3. First home = trial and error

After two years of living in our condo, I’ve learned what I want and don’t want in our future home. I wouldn’t know these things if I hadn’t experienced them first. All I’ve known prior to our current place is the college dorm and apartment life so that didn’t give me much insight on kitchen set up or bedroom locations.

I’ve learned that I would prefer a place with a laundry room on the first or second floor, not in the basement. It would be great to have a garage some day. I would NOT have the bathroom located in the kitchen and the pantry around the corner by the living room (why did they do that??). My husband and I are often visiting friends or family during the week or weekend and at this stage of life we don’t want to be spending our entire weekend working on house maintenance. With young kids, I’d rather use the time I have after they go to bed to relax and catch up with my husband rather than hustling to get yard work done. In this stage of life, it’s worth it to pay the condo association fee to have someone maintain the outside of our home so we can spend our time doing things we actually love to do.

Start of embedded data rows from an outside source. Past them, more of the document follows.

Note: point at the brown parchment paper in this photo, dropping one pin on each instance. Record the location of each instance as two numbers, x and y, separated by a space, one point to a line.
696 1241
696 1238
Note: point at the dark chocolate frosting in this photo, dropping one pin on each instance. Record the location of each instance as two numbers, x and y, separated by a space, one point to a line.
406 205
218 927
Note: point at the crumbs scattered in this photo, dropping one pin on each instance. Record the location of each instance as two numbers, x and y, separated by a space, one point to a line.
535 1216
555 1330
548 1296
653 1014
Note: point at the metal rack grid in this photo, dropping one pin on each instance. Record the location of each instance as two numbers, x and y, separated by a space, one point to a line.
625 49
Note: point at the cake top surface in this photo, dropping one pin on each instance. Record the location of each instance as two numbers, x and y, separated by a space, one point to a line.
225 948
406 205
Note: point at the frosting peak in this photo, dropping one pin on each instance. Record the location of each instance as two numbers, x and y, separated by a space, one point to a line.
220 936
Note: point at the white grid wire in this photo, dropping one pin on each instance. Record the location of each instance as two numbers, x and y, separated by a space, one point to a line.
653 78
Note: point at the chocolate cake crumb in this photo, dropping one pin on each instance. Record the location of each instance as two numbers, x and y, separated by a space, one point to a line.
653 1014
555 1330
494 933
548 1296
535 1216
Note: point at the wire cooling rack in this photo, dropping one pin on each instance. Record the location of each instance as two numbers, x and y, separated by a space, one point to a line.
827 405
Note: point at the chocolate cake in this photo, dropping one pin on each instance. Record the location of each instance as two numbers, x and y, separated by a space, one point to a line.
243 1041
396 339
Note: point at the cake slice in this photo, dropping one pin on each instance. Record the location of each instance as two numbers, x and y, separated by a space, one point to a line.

buying your first home4. Potential investment/ passive income opportunities

Our home is very close to a university and prestigious teaching hospitals, which means that the housing market is competitive. We are able to visit family for a weekend and rent out our home for $1,000 when there’s a big football game going on. When we were house hunting, we had no choice but to view a home the very first day it listed and decide right then if we were going to make an offer along with 6 other offers already made at or above asking price. It’s certainly an investment opportunity. When we moved to Calgary for 6 months for my husband’s job, it was so easy to rent out our home for that short time. Our hope is that we will pay off this mortgage early, rent it out, and the income from renters will essentially be making additional payments for the mortgage on our next home.

Don’t get caught with a huge mortgage just because you want your first home to be THE home. Consider starting smaller and/or starting with something that can be used as an investment down the road.

When buying your first home, did you buy a starter home or a forever home?

Battle of the Mind Housing Money

AUTHOR Derek

My name is Derek, and I have my Bachelors Degree in Finance from Grand Valley State University. After graduation, I was not able to find a job that fully utilized my degree, but I still had a passion for Finance! So, I decided to focus my passion in the stock market. I studied Cash Flows, Balance Sheets, and Income Statements, put some money into the market and saw a good return on my investment. As satisfying as this was, I still felt that something was missing. I have a passion for Finance, but I also have a passion for people. If you have a willingness to learn, I will continue to teach.

4 Comments

  1. Thanks for the awesome post, Jessica! I’m so glad that I only took out a $70,000 mortgage on my first house. It allowed me to pay it off quickly and now I enjoy it even more!

  2. Thanks, Derek. It’s crazy how cost of living can affect your purchase. I think our place is a little smaller than yours and we paid almost double! We’ll be AT $70k by the end of this year. It’s sometimes a little daunting to think about how we worked so hard to get it down this much and still have a lot to go.

  3. We love living in our small condo: small mortgage, less to clean, very minimal exterior maintenance, and we live more minimalistically overall because we don’t have space to be hoarders.

    • Yes! Agreed on all of those comments. Just having a basement now has allowed us to collect more stuff than we want just because we have the space.